Srsly, I love this band. I accidently left my cd behind, and should really replace it - I've seen them for sale on ebay.

* but instead of proper Romanian "vin," Moldovans say "gin," which confused the crap out of me at first but eventually I realized is a phonetic shift consistent in the Moldovan dialect. piciorul -> kiciorul, etc.

/language geek


Toddson - Mar 12, 2010 11:58:02 am PST #12847 of 30000
Friends don't let friends read "Atlas Shrugged"

ooh! the zoo has a new giant octopus! well, it's a baby giant octopus, so it's not really big yet, but give it time


Daisy Jane - Mar 12, 2010 12:05:41 pm PST #12848 of 30000
"This bar smells like kerosene and stripper tears."

amazon .com has some it looks like [link]


sj - Mar 12, 2010 12:15:58 pm PST #12849 of 30000
"There are few hours in life more agreeable than the hour dedicated to the ceremony known as afternoon tea."

{{{Shir}}}

GC, super cute baby outfit!

My allergies have really kicked in this week.


Daisy Jane - Mar 12, 2010 12:29:11 pm PST #12850 of 30000
"This bar smells like kerosene and stripper tears."

This video is odd in a good way. [link]


Java cat - Mar 12, 2010 12:49:23 pm PST #12851 of 30000
Not javachik

Bored at work, read the last 150 posts.

My neighbor's cat had to have one eye removed due to injury and he's doing great.
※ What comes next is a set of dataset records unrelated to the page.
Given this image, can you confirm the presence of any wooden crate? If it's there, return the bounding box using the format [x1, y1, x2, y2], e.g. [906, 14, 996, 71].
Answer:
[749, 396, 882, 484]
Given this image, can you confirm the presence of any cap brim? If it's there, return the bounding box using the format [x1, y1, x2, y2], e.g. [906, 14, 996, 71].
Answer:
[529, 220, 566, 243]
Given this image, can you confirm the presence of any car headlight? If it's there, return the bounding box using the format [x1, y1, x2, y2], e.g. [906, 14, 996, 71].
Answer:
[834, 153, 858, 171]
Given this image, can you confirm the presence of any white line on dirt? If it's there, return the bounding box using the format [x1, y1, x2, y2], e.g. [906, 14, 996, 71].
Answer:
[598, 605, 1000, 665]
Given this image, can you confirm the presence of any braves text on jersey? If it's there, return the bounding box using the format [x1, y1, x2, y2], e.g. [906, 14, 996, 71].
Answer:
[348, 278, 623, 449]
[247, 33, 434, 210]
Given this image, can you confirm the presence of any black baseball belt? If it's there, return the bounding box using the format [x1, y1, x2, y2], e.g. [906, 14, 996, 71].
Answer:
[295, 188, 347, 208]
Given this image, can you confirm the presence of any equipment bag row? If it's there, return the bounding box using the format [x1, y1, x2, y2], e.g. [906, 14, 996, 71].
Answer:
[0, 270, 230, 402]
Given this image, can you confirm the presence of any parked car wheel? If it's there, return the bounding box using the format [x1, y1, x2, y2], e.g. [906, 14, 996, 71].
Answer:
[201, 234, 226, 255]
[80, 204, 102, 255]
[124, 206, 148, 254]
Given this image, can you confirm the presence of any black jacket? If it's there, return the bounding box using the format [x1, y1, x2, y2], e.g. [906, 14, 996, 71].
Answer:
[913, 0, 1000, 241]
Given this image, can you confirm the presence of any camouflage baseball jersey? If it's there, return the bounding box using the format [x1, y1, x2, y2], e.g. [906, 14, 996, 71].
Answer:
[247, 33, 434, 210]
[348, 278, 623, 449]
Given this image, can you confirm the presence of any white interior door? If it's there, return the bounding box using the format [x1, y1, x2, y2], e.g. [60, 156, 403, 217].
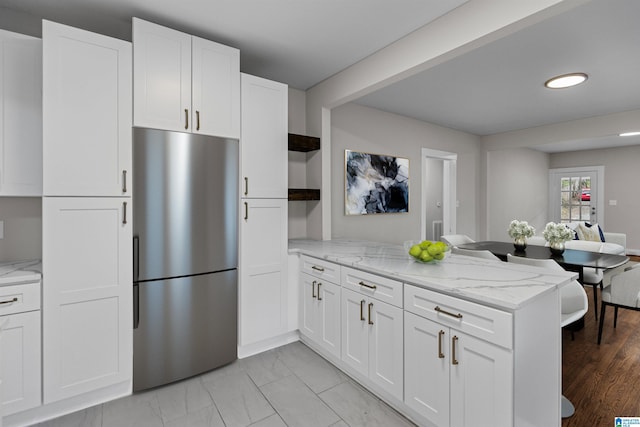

They opted not to have a fake glass eye put in, so his eye socket is sunken and he looks like the Dread Pirate Phoenix, but he has a perfectly normal life otherwise. Perhaps that might be a solution for your dog!

I simply imagine how I'd feel walking on old yucky cat litter, and make it a point to clean my cats' litter box several times a day. They say that that is the one place where you should be really anthropomorphic.


Barb - Mar 12, 2010 12:52:05 pm PST #12852 of 30000
“Not dead yet!”

Mooshu's coming home today! After seven days at the vet's, with x-rays and ultrasounds and multiple blood tests to figure out what was going on, he's finally back to feeling better enough that the doc feels if we bring him home, it'll be the last step to recovery.

Basically, he had two giant hairballs causing, not quite blockage, but definite irritation and contributing to the massive build-up of gas. Even after he got rid of the hairballs, his bowels were massively irritated and he had an elevated white blood cell count.

I've been to see him the last few days and he's definitely doing much better—yesterday, to the point where he desperately wanted to blow the vet-- kept standing by the door with this expression of "Ready to go now, kthnxbai," on his face.